Suppose you generate random numbers using the seed as the time elapsed in seconds since january 1970 as in microsoft library. But you change the seed after every single random number generated. Will that give a truly random result. Why or why not?
Edit
I just had one more part to the question. What if I get the seed to be non-deterministic. For a small example, take that the seed is generated by an already existing TRNG(true random number generator). In other words, if I can make the seed non deterministic somehow, will I be able to generate a random sequence i.e. a non - deterministic sequence. Why or why not?
Essentially, your technique simply shifts the "randomness" to when you call the random() function: if you call the function at deterministic times (e.g. once per second) the results will be deterministic. If you call the function at random times, the results will be random.
More accurately, it depends on the what value you call the seed() function with. If you call seed() with deterministic values, the results of the subsequent call to random() will be deterministic.
update (by request):
A software random generator is COMPLETELY deterministic; the sequence of values it produces is exactly determined by what you pass to the initial call to seed().
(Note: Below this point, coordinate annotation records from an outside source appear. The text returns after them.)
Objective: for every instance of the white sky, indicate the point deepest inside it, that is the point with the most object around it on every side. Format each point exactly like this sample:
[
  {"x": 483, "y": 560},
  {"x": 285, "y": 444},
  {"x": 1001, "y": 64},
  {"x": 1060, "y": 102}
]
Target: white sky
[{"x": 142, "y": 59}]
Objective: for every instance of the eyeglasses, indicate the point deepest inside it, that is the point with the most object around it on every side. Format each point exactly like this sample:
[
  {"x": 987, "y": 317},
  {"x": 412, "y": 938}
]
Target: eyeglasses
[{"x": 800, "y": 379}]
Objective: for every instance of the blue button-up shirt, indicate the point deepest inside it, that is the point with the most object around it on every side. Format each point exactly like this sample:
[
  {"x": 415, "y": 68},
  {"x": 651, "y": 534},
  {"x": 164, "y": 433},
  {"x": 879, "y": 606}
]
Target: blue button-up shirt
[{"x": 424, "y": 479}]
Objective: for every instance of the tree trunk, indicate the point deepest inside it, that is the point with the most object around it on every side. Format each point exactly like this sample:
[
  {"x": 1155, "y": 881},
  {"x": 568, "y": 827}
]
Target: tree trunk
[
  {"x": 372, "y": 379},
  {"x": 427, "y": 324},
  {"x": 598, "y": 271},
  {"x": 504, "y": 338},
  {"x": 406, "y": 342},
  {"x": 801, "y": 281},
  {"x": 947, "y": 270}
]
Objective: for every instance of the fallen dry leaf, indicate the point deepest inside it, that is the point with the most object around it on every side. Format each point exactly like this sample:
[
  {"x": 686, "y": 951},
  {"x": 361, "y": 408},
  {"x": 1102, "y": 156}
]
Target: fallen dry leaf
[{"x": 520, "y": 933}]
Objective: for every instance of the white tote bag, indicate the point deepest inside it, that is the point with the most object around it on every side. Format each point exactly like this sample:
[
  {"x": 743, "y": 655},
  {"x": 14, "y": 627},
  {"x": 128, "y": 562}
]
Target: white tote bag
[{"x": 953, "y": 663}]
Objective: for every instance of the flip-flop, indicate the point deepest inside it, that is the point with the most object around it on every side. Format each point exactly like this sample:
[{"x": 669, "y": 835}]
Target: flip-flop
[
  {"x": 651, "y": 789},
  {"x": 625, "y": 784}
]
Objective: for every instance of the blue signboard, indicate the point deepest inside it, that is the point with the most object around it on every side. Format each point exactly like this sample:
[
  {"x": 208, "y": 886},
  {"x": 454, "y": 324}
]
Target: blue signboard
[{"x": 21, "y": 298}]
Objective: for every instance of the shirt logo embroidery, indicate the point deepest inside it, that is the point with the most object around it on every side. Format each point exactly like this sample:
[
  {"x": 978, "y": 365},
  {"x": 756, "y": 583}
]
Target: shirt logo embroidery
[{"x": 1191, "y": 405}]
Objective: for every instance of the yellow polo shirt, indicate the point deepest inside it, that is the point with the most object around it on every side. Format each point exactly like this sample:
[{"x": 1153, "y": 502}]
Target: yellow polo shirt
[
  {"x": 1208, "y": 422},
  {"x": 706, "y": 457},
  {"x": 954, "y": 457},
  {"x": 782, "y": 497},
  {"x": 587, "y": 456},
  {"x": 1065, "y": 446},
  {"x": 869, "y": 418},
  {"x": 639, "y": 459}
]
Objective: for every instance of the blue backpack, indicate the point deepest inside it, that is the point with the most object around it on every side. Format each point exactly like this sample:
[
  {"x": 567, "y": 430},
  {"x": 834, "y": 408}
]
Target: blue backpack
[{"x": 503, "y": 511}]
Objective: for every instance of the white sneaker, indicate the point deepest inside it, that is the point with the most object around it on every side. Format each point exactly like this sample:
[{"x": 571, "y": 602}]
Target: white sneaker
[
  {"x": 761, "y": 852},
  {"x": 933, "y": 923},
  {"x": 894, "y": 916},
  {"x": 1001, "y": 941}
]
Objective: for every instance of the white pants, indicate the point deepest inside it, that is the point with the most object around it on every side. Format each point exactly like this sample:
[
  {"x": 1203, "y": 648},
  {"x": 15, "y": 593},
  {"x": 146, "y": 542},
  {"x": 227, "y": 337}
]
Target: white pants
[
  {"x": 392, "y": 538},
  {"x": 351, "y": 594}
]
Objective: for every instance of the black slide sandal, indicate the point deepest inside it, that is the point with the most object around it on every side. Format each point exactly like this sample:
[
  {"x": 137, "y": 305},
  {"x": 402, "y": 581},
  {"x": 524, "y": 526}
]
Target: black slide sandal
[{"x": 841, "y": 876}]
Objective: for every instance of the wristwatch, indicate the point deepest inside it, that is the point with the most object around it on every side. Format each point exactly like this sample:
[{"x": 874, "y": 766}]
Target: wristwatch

As a result, if you call seed() with a known value, then you can predict exactly what series of values you'll get from subsequent calls to random(). If you call seed() with a truly random number, then calls to random() will be correspondingly random.
(But that begs the question: if you have random number to pass to seed(), why bother calling random() at all?)
True randomness does not require a seed. Seeding is only applicable to PRNGs, which are 100% deterministic, and not truly random.
So no, using a PRNG in any form will not yield true randomness.